In un secondo tempo per il riabbassarsi della temperatura si ha la formazione di ghiaccio a partire dalla superficie con progressiva solidificazione verso l'interno.
Si viene quindi ad isolare una zona in cui si ha una certa quantità di acqua liquida racchiusa tra due zone ghiacciate, con la creazione di una spinta del ghiaccio sull'acqua che a sua volta comprime le pareti dei capillari in cui è contenuta. Una azione fisica analoga a quella del ghiaccio, si esplica con la ficristallizzazione dei sali solubili all'interno dei pori delle pietre tenere vicentine.

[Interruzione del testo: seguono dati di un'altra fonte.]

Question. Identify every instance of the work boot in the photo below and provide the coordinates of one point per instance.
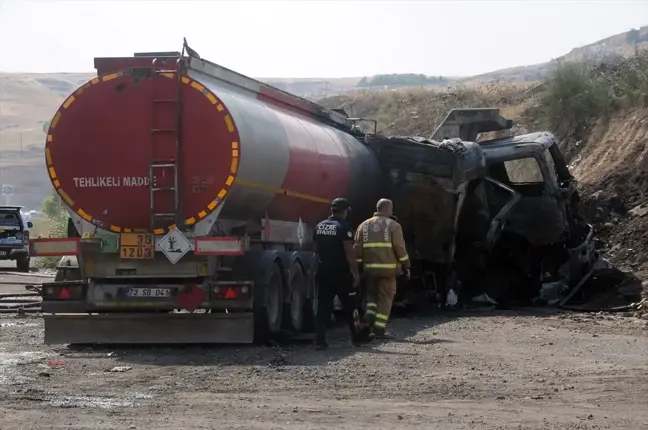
(379, 333)
(360, 339)
(321, 345)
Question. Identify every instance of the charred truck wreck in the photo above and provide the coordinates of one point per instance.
(496, 219)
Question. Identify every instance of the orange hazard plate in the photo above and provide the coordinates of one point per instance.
(136, 246)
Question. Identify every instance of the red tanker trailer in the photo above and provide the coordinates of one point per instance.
(191, 187)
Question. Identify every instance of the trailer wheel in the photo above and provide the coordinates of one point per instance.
(297, 292)
(310, 307)
(268, 305)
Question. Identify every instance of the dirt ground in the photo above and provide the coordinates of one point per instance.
(533, 369)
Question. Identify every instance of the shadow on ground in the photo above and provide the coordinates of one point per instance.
(297, 351)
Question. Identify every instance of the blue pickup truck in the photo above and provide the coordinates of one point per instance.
(14, 237)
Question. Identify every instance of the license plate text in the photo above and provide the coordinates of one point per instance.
(148, 292)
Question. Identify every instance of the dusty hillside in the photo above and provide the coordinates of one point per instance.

Le acque meteoriche al passaggio nell'atmosfera si caricano spesso di sostanze saline solubili, che poi talvolta rilasciano all'interno delle rocce in cui permeano. Questa precipitazione e ricristaflizzazione è favorita, durante il periodo caldo, da una forte evaporazione che produce la soprasaturazione salina delle acque e quindi un rilascio di sali sulle pareti dei pori della pietra. Anche piccole diminuzioni di temperatura inoltre possono provocare la precipitazione e la ricristallizzazione spontanea, in quanto diminuisce anche la solubilità dei sali nell'acqua.

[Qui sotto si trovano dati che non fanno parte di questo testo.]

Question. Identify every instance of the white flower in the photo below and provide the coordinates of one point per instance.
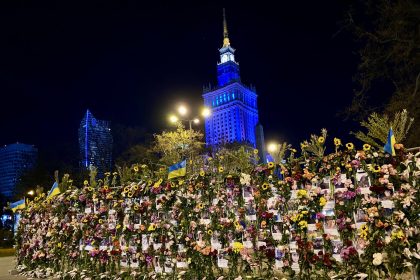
(377, 259)
(407, 253)
(245, 179)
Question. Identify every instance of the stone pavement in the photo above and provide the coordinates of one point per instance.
(7, 264)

La ricristallizzazione dei sali e i successivi accrescimenti dei cristalli producono delle tensioni all'interno dei capillari della roccia. Questi sali sono costituiti essenzialmente da Solfati, Cloruri, Nitrati e Nitriti.
In particolare i Cloruri essendo estremamente mobili per la loro grande solubilità, risultano estremamente pericolosi anche se presenti in piccole quantità. Infine bisogna ricordare che i cristalli di calcite presentano una caratteristica anisotropia, ossia il cambiamento di una o più caratteristiche con il variare delle direzioni, per quanto riguarda la dilatabilità termica. Quindi il cristallo per un aumento di temperatura presenterà una espansione rispetto all'asse z ed una conseguente contrazione nel piano xy. Se due cristalli di Calcite sono accostati tra loro secondo l'asse z, per un aumento di temperatura essi si "spingeranno" producendo una tensione interna alla roccia, mentre se saranno accostati secondo il piano xy si avrà una tendenza al distacco tra i cristalli.